The user starts reading corrections for one part of the document while the rest is still being processed. Time-to-first-result drops from 30+ seconds to 2-3 seconds.

Dealing with messy PDFs

Academic PDFs are the primary use case, and they are hostile to text extraction. The hyphenation problem is the biggest: typesetting systems break words across lines and insert hyphens. When you extract the text, you get broken words.

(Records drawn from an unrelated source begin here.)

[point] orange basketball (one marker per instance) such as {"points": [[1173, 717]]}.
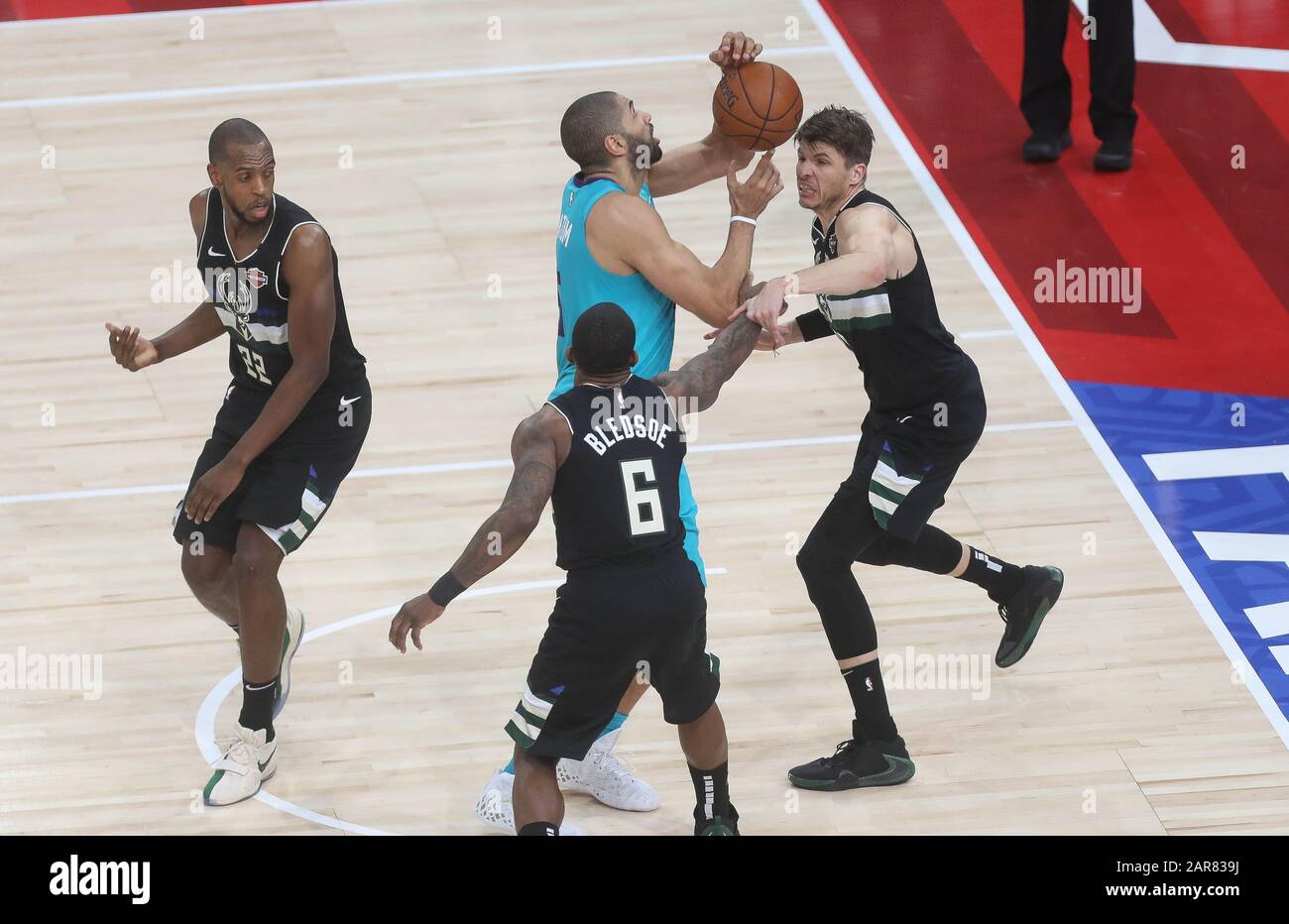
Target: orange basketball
{"points": [[759, 106]]}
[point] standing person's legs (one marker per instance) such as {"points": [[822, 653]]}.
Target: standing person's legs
{"points": [[1113, 69], [1045, 91], [687, 677], [876, 754]]}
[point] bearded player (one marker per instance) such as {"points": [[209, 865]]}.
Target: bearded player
{"points": [[926, 412], [289, 429], [613, 246]]}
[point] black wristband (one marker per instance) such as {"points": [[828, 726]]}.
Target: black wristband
{"points": [[813, 325], [445, 589]]}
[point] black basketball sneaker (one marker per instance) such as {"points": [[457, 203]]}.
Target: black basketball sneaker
{"points": [[1023, 613], [718, 826], [856, 764]]}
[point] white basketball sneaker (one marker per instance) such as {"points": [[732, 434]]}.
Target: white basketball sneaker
{"points": [[607, 778], [244, 767], [291, 644], [497, 809]]}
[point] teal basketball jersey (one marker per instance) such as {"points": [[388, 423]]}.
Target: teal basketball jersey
{"points": [[581, 283]]}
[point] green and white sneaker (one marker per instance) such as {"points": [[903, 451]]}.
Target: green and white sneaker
{"points": [[292, 638], [243, 769], [1023, 614]]}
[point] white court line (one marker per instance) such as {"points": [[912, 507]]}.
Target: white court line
{"points": [[1044, 362], [439, 468], [204, 12], [985, 334], [204, 727], [1155, 44], [378, 78]]}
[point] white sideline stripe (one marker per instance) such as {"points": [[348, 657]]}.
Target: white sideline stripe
{"points": [[1156, 46], [378, 78], [900, 142], [185, 13], [204, 727], [439, 468]]}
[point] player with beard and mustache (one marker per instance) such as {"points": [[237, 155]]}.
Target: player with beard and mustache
{"points": [[288, 432], [613, 246]]}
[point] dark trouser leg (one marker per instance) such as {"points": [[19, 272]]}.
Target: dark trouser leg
{"points": [[845, 529], [210, 577], [1113, 69], [1045, 82], [536, 795]]}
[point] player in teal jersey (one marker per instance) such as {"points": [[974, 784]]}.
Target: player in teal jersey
{"points": [[613, 246]]}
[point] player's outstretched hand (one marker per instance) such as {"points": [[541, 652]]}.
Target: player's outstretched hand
{"points": [[751, 197], [765, 307], [735, 50], [129, 349], [412, 616]]}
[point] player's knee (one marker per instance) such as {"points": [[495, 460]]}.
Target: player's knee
{"points": [[256, 559]]}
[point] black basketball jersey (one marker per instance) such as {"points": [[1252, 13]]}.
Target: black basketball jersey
{"points": [[894, 331], [252, 295], [617, 498]]}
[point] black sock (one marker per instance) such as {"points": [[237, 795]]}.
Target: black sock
{"points": [[258, 706], [539, 829], [872, 713], [712, 790], [997, 577]]}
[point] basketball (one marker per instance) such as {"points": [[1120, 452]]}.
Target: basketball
{"points": [[759, 106]]}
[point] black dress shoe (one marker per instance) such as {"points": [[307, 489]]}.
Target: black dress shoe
{"points": [[1044, 149], [1113, 156]]}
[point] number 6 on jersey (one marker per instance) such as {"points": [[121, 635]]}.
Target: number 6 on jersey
{"points": [[643, 499]]}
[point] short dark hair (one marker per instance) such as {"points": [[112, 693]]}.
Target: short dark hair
{"points": [[233, 132], [604, 339], [845, 129], [584, 127]]}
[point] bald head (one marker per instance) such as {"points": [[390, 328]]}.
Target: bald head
{"points": [[604, 340], [585, 125], [233, 133]]}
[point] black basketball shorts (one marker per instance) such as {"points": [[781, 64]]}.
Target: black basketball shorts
{"points": [[289, 487], [906, 460]]}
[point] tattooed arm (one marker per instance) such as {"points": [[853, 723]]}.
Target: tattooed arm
{"points": [[703, 375], [539, 447]]}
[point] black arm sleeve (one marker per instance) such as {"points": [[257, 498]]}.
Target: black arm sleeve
{"points": [[813, 325]]}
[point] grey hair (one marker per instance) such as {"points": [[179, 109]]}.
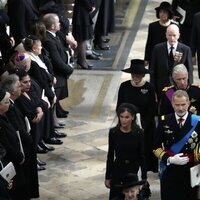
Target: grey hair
{"points": [[179, 68], [180, 93], [8, 82]]}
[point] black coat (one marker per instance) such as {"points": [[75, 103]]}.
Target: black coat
{"points": [[22, 15], [30, 165], [161, 72], [195, 39], [9, 140], [125, 155], [175, 180], [4, 193], [190, 7], [144, 98]]}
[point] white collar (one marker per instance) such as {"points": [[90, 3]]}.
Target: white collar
{"points": [[183, 117]]}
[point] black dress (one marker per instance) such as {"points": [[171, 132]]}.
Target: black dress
{"points": [[144, 99], [125, 155]]}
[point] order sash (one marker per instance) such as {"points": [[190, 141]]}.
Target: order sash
{"points": [[176, 148]]}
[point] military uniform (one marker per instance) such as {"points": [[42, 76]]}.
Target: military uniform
{"points": [[166, 97], [175, 179]]}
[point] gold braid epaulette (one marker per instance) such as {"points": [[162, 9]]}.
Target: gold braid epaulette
{"points": [[159, 153], [167, 88]]}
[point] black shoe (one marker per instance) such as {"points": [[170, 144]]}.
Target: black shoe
{"points": [[106, 40], [45, 146], [40, 162], [53, 141], [40, 168], [41, 150], [62, 115], [101, 47], [58, 126], [84, 66], [60, 134], [92, 57]]}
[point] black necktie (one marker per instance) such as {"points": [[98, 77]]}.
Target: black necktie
{"points": [[180, 122], [171, 58]]}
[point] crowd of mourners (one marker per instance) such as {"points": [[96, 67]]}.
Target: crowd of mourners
{"points": [[40, 49]]}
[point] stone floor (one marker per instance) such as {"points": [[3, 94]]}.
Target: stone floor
{"points": [[75, 170]]}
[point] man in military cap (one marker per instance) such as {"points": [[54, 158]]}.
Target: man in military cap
{"points": [[180, 79], [176, 146]]}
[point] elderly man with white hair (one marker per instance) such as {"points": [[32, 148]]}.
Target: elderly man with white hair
{"points": [[166, 55], [180, 81]]}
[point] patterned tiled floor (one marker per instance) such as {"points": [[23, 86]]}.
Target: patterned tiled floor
{"points": [[75, 170]]}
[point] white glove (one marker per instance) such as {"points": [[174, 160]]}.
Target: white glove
{"points": [[178, 160]]}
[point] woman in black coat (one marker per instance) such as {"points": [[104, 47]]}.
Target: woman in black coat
{"points": [[157, 30], [141, 94], [10, 141], [125, 149]]}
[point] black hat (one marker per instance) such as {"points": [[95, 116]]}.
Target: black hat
{"points": [[131, 180], [137, 67], [165, 6]]}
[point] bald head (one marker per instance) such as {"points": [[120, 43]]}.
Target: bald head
{"points": [[172, 34]]}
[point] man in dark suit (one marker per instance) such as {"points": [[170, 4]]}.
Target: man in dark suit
{"points": [[195, 40], [184, 11], [62, 70], [166, 55], [180, 82], [176, 146], [11, 84], [22, 14]]}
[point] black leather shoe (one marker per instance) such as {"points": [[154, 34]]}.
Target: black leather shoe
{"points": [[41, 150], [92, 57], [61, 124], [40, 168], [58, 126], [84, 66], [62, 115], [45, 146], [97, 53], [106, 40], [60, 134], [53, 141], [40, 162], [101, 47]]}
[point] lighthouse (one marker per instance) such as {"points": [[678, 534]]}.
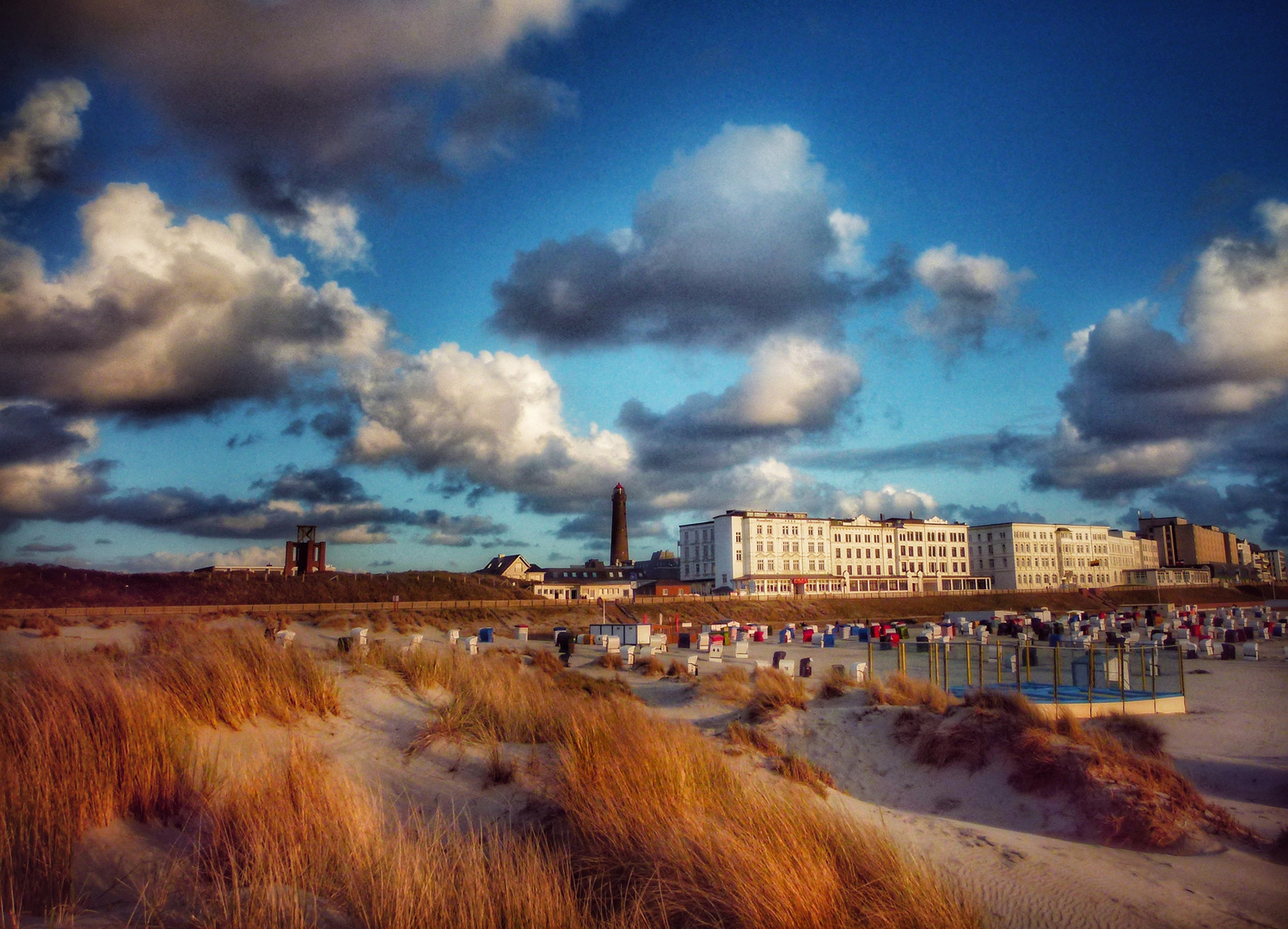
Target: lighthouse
{"points": [[618, 553]]}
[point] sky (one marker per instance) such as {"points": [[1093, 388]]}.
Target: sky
{"points": [[434, 276]]}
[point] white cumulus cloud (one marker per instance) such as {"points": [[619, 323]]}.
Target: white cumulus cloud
{"points": [[44, 129]]}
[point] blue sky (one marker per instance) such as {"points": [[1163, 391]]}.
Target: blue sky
{"points": [[830, 256]]}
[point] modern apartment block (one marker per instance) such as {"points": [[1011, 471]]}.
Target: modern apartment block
{"points": [[1182, 544], [762, 551], [1047, 556]]}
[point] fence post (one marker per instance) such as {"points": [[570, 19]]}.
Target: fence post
{"points": [[1122, 674], [1055, 675]]}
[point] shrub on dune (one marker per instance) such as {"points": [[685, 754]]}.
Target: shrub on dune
{"points": [[1135, 797], [773, 693]]}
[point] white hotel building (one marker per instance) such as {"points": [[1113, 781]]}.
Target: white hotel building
{"points": [[762, 551], [1046, 556]]}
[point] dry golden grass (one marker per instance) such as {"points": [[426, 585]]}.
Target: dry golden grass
{"points": [[693, 846], [1136, 734], [1136, 800], [233, 677], [545, 661], [773, 692], [496, 698], [754, 737], [292, 844], [803, 771], [651, 667], [297, 846], [732, 686], [84, 740], [899, 690], [837, 683], [80, 744]]}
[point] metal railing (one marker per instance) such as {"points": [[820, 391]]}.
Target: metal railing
{"points": [[1075, 673]]}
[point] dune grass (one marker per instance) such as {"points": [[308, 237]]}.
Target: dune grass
{"points": [[295, 844], [803, 771], [1132, 795], [754, 737], [292, 844], [696, 841], [837, 683], [773, 693], [899, 690], [731, 686], [88, 739], [651, 667]]}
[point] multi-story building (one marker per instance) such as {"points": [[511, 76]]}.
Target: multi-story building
{"points": [[1047, 556], [764, 551], [589, 581], [1182, 544]]}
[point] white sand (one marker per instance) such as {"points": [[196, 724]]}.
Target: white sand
{"points": [[1021, 856]]}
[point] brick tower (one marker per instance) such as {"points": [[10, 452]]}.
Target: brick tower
{"points": [[618, 553]]}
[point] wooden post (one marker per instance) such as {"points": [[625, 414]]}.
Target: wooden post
{"points": [[1122, 675]]}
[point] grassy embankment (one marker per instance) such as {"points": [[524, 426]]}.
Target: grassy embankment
{"points": [[1113, 770], [675, 836], [30, 587]]}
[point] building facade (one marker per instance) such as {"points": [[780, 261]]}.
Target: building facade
{"points": [[1052, 557], [590, 581], [764, 551], [1168, 577]]}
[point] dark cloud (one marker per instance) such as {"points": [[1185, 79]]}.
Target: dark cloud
{"points": [[44, 131], [334, 424], [455, 531], [315, 486], [1202, 502], [965, 452], [972, 294], [733, 241], [985, 515], [794, 387], [40, 473], [43, 548], [188, 512], [587, 526], [1146, 408], [160, 318], [312, 97], [33, 432]]}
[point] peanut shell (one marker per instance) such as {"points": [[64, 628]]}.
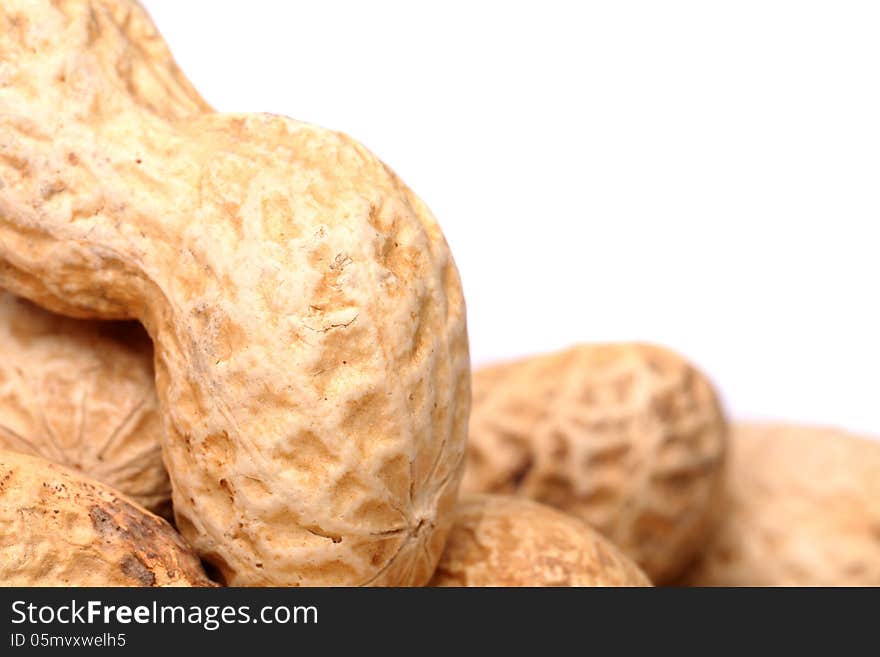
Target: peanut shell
{"points": [[507, 541], [311, 351], [60, 528], [628, 437], [801, 508], [82, 394]]}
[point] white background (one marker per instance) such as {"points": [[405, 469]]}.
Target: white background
{"points": [[700, 174]]}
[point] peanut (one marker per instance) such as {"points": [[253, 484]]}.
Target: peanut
{"points": [[311, 352], [628, 437], [506, 541], [60, 528], [801, 508], [82, 394]]}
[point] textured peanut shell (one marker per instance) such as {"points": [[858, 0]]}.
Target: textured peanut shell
{"points": [[801, 508], [60, 528], [499, 540], [629, 437], [311, 352], [82, 394]]}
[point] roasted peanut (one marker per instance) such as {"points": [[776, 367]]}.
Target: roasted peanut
{"points": [[628, 437], [311, 352], [60, 528], [507, 541], [82, 394], [801, 508]]}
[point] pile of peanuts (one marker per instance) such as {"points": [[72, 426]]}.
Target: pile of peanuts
{"points": [[233, 351]]}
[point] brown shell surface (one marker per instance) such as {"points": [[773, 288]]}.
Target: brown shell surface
{"points": [[802, 508], [311, 348], [629, 437], [499, 540], [60, 528], [82, 394]]}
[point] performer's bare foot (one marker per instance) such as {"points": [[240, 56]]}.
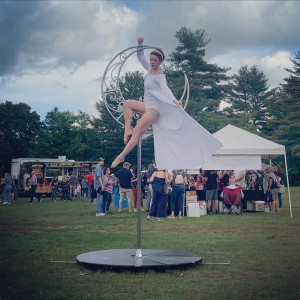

The model sees these and "corrects" them, which is not a correction — it is an extraction artifact.

We handle this at two levels. The prompt explicitly instructs the model to ignore hyphenated words that look like line breaks. This eliminates about 70% of false positives. The remaining 30% are caught by the post-processing filter that normalizes both strings and compares them.

The tricky edge case: a sentence that has both a real error and a line-break artifact. The model returns one correction that fixes both. The filter detects this, reconstructs both strings without the artifact, confirms the real error still exists, and keeps the correction with cleaned text.

What we learned

The key insight is that the hard part of AI proofreading is not finding errors — language models are good at that. The hard part is presenting corrections in a way that humans can quickly evaluate. A list of "here is what was wrong" is not enough. You need to show the exact change in its original context, with the difference highlighted at word level.

This requires constraining the model output carefully: same context, minimal changes, structured format. And it requires a post-processing layer that catches the cases where the model ignores those constraints. The model is the engine, but the pipeline around it is what makes the product usable.

"The hard part of AI proofreading is not finding errors. It is showing corrections in a way humans can evaluate in seconds."